Backgrounded <-chan struct{}
}
TaskInfo is a read-only snapshot of the facts the Manager establishes about a task at creation, handed to the WorkFunc when it starts. It is not the live Task record: it carries only identity fixed at creation, never the mutable lifecycle fields (Result/Status/Error/OutputFileErr) the Manager fills later, so work never races on them. The work already holds everything the launcher passed in (Type, OutputFile, Metadata, ...); TaskInfo supplies what only the Manager knows. New fields may be added over time — adding a field is backward compatible, so the WorkFunc signature stays stable.
type WorkFunc ¶
WorkFunc performs a single managed execution. It is supplied by the caller (e.g. a subagent or filesystem adapter); the Manager itself never knows what the work is.

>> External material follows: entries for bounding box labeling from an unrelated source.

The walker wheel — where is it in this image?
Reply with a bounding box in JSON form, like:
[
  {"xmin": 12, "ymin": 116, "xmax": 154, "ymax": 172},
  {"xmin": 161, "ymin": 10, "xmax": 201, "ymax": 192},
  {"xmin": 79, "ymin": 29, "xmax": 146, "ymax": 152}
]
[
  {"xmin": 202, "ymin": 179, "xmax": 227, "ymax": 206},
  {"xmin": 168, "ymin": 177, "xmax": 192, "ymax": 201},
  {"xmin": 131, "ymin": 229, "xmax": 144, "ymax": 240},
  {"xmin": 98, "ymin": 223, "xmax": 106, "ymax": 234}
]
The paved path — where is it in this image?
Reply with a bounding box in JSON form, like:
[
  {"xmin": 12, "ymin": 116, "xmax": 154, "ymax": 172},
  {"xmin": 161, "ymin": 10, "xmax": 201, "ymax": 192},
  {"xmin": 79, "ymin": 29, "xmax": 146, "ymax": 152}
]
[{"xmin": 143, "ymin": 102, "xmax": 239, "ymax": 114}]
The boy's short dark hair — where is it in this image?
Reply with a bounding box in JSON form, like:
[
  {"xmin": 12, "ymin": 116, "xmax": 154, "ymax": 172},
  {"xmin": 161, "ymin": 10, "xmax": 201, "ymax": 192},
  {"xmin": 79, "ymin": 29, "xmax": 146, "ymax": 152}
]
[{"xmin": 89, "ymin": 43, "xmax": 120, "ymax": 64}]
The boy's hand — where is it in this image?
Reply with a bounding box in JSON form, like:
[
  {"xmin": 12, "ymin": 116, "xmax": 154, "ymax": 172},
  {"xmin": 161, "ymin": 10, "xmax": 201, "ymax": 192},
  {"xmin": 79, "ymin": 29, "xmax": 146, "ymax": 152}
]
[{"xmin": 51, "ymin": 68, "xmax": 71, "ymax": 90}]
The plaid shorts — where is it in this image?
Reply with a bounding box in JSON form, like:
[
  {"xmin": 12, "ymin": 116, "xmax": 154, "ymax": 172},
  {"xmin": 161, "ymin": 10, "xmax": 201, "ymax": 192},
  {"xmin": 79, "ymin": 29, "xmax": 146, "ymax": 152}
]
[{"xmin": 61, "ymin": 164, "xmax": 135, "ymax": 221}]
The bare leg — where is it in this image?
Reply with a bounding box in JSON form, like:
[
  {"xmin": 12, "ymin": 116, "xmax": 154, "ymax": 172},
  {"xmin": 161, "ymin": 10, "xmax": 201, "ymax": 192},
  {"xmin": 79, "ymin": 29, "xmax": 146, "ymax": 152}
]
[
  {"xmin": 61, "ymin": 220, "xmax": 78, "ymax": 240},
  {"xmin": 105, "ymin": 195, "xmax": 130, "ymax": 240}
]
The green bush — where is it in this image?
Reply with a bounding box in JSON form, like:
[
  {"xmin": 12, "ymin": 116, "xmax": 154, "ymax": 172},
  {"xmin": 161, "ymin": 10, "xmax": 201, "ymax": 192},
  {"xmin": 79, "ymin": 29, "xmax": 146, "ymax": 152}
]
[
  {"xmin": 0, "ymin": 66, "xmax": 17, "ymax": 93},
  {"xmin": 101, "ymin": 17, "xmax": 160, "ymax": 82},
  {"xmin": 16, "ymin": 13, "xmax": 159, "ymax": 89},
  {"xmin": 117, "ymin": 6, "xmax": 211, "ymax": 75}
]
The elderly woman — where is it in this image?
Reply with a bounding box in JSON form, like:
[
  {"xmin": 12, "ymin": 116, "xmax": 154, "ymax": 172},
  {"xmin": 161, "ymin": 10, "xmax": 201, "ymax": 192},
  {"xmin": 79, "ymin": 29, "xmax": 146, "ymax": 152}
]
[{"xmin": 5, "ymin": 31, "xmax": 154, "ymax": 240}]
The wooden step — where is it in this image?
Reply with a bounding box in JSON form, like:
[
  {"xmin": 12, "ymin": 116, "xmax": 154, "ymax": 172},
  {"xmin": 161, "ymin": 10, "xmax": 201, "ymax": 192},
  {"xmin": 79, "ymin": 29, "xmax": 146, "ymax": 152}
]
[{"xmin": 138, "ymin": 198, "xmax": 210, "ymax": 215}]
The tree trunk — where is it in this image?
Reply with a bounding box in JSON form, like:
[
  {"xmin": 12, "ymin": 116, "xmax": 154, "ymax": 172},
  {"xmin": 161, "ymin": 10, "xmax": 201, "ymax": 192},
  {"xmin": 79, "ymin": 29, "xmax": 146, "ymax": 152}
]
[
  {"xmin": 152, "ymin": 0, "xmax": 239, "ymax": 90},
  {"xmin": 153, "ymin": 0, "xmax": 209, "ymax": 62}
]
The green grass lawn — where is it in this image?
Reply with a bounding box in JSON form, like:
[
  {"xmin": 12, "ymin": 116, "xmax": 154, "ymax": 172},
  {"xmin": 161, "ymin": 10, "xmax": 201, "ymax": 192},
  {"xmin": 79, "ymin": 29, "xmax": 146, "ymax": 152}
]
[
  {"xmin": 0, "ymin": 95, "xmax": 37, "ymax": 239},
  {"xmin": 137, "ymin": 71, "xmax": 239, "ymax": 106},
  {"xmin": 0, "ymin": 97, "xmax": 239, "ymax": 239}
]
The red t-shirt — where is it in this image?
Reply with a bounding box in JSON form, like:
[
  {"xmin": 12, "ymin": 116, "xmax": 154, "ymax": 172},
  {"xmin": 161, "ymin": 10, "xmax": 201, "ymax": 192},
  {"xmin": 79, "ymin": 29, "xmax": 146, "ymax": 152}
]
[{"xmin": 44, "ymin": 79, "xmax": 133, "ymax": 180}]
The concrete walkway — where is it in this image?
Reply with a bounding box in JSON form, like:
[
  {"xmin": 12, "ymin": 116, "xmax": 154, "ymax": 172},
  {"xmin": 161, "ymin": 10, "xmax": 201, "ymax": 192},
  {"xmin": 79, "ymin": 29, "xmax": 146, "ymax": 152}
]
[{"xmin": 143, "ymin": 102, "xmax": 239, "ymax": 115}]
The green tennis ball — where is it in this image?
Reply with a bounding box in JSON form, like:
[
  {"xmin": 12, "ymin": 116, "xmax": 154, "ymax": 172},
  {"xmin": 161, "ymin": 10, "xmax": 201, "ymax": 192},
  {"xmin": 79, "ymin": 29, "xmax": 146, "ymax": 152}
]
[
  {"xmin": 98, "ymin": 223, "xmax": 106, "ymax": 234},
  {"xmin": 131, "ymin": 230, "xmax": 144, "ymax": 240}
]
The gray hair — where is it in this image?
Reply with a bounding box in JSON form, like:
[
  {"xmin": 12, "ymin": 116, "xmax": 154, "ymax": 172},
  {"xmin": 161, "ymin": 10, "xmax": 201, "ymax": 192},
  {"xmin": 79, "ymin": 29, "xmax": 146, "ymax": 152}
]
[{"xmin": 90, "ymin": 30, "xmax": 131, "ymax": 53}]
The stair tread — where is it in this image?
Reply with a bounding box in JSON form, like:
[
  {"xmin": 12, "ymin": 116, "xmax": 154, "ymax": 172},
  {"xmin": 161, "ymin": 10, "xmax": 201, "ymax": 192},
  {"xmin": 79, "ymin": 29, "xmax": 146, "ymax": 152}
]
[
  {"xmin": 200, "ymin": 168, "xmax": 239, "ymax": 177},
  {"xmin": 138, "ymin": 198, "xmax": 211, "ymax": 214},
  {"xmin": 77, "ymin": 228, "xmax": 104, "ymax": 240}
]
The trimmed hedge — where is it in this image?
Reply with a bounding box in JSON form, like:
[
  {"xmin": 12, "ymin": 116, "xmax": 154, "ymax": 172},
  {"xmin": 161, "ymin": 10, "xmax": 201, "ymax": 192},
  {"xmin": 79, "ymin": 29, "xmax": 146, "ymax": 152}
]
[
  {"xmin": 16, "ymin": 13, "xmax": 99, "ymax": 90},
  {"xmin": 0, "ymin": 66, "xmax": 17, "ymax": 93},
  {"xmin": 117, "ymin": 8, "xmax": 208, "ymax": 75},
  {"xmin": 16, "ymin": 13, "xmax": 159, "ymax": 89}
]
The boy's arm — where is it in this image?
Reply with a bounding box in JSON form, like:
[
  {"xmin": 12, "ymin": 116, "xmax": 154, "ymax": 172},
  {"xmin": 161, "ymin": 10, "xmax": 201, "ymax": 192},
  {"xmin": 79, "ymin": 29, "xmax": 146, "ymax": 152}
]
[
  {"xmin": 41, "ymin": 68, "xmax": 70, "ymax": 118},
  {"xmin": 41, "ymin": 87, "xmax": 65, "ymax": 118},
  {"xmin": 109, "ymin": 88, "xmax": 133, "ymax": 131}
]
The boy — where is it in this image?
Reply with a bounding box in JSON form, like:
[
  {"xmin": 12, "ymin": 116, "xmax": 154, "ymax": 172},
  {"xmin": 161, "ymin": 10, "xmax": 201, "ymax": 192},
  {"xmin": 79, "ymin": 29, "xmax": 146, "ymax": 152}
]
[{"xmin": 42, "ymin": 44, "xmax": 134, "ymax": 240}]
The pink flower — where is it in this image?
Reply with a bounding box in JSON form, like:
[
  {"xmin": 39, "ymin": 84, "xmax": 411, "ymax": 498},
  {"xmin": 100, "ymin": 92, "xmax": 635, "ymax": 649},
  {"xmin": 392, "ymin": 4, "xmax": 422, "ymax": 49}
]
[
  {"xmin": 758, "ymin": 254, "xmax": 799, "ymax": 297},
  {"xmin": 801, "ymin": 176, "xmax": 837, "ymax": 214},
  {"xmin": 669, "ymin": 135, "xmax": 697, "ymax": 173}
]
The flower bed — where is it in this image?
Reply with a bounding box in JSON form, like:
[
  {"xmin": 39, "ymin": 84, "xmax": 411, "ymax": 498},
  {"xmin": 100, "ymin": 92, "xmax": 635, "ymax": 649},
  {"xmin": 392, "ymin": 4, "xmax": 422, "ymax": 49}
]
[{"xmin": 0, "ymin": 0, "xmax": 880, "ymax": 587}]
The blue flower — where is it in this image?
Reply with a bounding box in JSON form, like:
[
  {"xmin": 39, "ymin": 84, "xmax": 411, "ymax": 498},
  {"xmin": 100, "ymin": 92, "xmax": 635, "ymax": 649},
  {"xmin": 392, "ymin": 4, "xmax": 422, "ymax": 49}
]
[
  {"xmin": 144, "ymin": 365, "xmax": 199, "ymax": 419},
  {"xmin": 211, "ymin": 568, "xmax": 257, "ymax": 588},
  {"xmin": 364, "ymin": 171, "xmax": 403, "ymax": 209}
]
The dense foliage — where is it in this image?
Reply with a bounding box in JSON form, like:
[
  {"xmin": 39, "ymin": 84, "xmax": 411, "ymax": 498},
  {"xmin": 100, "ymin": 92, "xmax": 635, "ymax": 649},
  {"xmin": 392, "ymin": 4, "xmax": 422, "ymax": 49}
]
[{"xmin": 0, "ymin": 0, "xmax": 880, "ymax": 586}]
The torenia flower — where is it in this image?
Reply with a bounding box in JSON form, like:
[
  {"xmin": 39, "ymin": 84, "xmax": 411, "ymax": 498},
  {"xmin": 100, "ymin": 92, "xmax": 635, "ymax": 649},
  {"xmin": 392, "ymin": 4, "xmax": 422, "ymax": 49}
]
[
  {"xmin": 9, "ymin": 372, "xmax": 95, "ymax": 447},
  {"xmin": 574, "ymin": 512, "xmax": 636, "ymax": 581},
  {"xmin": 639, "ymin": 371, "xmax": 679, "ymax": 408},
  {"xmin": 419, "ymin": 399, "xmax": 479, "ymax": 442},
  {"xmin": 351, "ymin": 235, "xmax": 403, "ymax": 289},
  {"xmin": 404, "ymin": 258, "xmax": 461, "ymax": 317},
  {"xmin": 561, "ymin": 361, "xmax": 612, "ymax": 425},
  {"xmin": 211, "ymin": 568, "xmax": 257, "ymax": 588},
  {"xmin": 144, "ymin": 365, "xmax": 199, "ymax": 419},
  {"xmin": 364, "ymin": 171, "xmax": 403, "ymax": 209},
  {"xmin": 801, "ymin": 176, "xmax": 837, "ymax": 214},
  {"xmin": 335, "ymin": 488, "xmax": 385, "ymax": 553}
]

task carries the Manager-assigned facts about this run (see TaskInfo) — most importantly its id, which the work needs to report an output-file write failure via Manager.MarkOutputFileUnreliable.
ctx carries the values of the Run call's context but is detached from its cancellation, so a backgrounded task outlives the turn that launched it. It is canceled when Cancel is invoked for this task, when a foreground deadline or an abandoned foreground wait stops it, or when the Manager is closed. Work should honor it.
The returned result becomes Task.Result; a non-nil err becomes Task.Error and transitions the task to StatusFailed.